Controller => Main supervisor of class
Form1, SourceReader, ReportWriter, UrlFileReader, HTTPWorker, TimedWebClient.
HTTPworker is the class to get the page source when the url is given.
TimedWebClient is the class to handle the timeout of the WebClient. Here is the code.
class TimedWebClient : WebClient
{
int Timeout;
public TimedWebClient()
{
this.Timeout = 5000;
}
protected override WebRequest GetWebRequest(Uri address)
{
var objWebRequest = base.GetWebRequest(address);
objWebRequest.Timeout = this.Timeout;
return objWebRequest;
}
}
In HTTPWorker i have
TimedWebClient wclient = new TimedWebClient();
wclient.Proxy = WebRequest.GetSystemWebProxy();
wclient.Headers["Accept"] = "application/x-ms-application, image/jpeg, application/xaml+xml, image/gif, image/pjpeg, application/x-ms-xbap, application/x-shockwave-flash, application/vnd.ms-excel, application/vnd.ms-powerpoint, application/msword, */*";
wclient.Headers["User-Agent"] = "Mozilla/4.0 (compatible; MSIE 8.0; Windows NT 6.1; WOW64; Trident/4.0; SLCC2; .NET CLR 2.0.50727; .NET CLR 3.5.30729; .NET CLR 3.0.30729; Media Center PC 6.0; MDDC)";
string pagesource = wclient.DownloadData(requestUrl);
UTF8Encoding objUTF8 = new UTF8Encoding();
responseData = objUTF8.GetString(pagesource);
I have handled exceptions there.
In Form1 i have a background controller and a urllist.
First Implementation :
First I took one url at a time and gave it to the ONLY Controller object to process.
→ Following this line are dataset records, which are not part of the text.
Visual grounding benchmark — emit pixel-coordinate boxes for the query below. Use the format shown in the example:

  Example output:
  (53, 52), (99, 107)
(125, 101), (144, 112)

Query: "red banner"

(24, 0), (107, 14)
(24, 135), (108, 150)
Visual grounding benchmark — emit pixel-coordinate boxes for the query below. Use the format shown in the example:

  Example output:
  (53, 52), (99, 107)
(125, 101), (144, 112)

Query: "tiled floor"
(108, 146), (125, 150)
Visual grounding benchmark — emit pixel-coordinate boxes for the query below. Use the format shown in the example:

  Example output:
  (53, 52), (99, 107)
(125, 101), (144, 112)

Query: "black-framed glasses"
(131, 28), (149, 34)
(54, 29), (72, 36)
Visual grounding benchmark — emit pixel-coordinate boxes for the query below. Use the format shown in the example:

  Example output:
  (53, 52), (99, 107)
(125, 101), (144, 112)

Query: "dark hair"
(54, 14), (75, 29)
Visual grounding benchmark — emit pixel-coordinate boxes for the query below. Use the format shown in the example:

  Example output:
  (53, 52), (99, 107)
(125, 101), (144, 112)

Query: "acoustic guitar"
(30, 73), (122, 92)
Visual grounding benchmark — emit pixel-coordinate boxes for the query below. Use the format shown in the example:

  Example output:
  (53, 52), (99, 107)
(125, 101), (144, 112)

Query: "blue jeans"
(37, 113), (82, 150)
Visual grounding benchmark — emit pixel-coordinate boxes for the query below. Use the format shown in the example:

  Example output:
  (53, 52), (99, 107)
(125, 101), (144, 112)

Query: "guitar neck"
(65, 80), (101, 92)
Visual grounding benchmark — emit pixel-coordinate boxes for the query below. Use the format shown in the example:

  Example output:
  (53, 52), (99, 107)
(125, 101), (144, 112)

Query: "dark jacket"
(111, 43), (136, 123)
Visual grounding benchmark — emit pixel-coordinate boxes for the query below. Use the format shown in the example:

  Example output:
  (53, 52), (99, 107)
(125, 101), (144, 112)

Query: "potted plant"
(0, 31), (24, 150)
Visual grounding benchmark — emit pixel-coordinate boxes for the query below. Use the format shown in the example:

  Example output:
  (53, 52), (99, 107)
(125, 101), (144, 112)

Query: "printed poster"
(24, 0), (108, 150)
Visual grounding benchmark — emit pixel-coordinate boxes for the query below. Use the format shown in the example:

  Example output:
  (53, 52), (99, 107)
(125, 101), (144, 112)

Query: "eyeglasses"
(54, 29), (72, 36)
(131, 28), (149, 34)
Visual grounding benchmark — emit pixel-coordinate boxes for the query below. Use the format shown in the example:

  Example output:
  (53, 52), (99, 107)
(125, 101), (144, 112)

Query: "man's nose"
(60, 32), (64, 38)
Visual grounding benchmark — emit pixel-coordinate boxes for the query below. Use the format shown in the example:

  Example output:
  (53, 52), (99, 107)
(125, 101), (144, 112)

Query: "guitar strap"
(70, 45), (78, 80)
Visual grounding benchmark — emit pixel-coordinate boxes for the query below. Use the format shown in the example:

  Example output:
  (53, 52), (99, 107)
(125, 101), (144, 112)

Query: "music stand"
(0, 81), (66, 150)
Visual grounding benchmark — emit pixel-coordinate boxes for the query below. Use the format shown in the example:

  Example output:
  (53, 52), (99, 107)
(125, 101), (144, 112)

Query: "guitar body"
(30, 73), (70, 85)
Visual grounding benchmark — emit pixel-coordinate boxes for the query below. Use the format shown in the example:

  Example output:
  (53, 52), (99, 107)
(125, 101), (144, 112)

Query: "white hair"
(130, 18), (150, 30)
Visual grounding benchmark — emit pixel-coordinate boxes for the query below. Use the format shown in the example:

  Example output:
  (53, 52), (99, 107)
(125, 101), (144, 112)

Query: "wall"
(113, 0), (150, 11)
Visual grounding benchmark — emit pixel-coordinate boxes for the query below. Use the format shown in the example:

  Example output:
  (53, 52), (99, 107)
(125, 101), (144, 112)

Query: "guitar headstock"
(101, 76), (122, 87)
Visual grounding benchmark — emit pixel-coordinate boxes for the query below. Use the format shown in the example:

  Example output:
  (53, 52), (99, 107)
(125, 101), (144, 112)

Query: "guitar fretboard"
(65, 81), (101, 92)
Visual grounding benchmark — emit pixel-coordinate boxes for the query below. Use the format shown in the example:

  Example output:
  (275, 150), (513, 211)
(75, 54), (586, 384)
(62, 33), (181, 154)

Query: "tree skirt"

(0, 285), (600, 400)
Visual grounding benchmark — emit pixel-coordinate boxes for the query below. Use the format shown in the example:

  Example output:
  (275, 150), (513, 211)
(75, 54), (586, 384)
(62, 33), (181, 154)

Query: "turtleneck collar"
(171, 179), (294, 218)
Then it worked fine. But as it is sequential it took a long time when the list is too large.
Second Implementation:
Then in the Do_Work of the backgroundworker I made seven controllers and seven threads. Each controller has unique HTTPWorker object. But now it throws exceptions saying "timedout".
Below is the code in Form1.cs backgroundworker1_DoWork.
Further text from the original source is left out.